Shareholders' Approval

  • The De-SPAC Transaction, PIPE investment and earn-out rights granted (or to be granted) to SPAC Promoters must obtain approval of SPAC shareholders at the general meeting called to approve the De-SPAC Transaction (written shareholders’ approval will not be accepted).
  • SPAC Promoters and their close associates must abstain from voting at that general meeting.
  • The consultation proposal that outgoing SPAC controlling shareholders and their close associates must not vote in favour of the De-SPAC Transaction (if that results in a change of control) is now dropped.

Open Market Requirements 

  • Successor Company must ensure that:
  1. its shares are held by at least 100 Professional Investors;
  2. at least 25% of total issued shares are held by the public; and
  3. no more than 50% of its securities in public hands are beneficially owned by the three largest public shareholders.

De-SPAC Deadline 

  • Announcement of the finalisation of the terms of a De-SPAC Transaction must be published within 24 months of the date of SPAC's initial listing.
  • A De-SPAC Transaction must be completed within 36 months of the date of SPAC's initial listing.
  • SPAC may request HKEx for a deadline extension upon obtaining approval of an extension of either of the above De-SPAC deadlines by an ordinary resolution of its shareholders at a general meeting (on which the SPAC Promoters and their respective close associates have abstained from voting). The maximum extension will be six months.

Liquidation and Delisting

Trading Suspension 

  • HKEx will suspend trading of a SPAC’s securities if it fails to announce/complete a De-SPAC Transaction within applicable deadlines (including any extensions granted); or obtain requisite shareholder approval for a material change in SPAC Promoters within one month of the change.

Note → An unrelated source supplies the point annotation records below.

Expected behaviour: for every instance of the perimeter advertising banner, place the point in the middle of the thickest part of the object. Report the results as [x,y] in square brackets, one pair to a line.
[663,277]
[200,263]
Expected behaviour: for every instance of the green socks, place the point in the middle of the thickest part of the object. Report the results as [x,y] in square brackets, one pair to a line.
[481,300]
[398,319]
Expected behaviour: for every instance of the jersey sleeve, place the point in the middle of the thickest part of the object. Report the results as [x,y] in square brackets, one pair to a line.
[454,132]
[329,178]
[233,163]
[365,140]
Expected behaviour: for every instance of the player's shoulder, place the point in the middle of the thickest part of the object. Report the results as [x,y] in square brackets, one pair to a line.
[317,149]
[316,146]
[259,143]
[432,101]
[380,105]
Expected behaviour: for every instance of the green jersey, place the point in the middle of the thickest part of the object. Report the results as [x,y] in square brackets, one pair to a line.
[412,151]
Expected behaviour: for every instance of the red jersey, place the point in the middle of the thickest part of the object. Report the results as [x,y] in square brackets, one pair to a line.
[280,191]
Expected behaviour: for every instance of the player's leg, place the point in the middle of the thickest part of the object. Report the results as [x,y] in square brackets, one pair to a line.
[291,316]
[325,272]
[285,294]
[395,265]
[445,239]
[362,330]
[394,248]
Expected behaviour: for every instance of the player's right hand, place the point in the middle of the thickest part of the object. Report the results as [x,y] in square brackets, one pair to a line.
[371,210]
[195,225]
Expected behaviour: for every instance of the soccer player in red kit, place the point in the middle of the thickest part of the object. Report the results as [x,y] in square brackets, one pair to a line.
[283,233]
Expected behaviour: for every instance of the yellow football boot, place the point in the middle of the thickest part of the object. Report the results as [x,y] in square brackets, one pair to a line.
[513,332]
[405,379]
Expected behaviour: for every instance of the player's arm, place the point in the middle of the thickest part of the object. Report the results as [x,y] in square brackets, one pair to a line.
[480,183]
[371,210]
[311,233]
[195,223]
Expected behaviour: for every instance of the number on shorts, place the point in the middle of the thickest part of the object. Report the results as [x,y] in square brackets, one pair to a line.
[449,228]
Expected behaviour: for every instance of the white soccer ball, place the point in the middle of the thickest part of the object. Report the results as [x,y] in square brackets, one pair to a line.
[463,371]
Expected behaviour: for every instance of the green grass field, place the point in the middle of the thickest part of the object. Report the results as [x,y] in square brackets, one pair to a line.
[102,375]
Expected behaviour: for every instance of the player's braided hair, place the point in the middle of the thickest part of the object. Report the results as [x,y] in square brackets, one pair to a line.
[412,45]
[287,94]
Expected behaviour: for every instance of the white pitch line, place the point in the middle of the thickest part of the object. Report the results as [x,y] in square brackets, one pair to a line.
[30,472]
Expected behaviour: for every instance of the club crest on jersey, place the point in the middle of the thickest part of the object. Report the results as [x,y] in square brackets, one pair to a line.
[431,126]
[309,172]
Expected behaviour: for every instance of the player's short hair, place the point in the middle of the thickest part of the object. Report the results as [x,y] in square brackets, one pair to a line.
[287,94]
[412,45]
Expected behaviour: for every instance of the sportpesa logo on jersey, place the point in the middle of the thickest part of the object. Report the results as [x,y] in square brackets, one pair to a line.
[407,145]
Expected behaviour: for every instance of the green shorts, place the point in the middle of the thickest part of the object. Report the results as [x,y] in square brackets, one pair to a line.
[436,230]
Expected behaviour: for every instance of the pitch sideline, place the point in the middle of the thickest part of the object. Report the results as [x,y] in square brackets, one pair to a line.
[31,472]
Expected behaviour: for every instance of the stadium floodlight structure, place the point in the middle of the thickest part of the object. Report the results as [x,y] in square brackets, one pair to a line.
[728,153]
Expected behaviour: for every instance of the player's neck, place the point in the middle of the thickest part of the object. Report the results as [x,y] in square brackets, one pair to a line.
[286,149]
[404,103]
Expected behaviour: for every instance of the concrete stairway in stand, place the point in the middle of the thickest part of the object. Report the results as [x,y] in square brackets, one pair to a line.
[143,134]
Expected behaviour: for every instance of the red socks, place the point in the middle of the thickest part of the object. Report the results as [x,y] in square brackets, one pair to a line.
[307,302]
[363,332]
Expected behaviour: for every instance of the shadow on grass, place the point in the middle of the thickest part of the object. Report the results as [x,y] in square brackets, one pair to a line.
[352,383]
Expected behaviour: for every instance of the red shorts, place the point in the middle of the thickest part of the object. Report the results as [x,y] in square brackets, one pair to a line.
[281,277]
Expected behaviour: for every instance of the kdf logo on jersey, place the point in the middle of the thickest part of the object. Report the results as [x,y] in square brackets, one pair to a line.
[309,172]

Return of funds to shareholders

  • Within one month of such suspension (above), SPAC must return funds to its shareholders (excluding, for the avoidance of doubt, holders of Promoter Shares) on a pro rata basis, for an amount per SPAC share not less than the price at which such shares were issued at the SPAC's initial offering - without interest.

Cancellation of Listing

  • After returning funds to its shareholders, the SPAC must liquidate. HKEx will automatically cancel the SPAC listing before completion of its liquidation.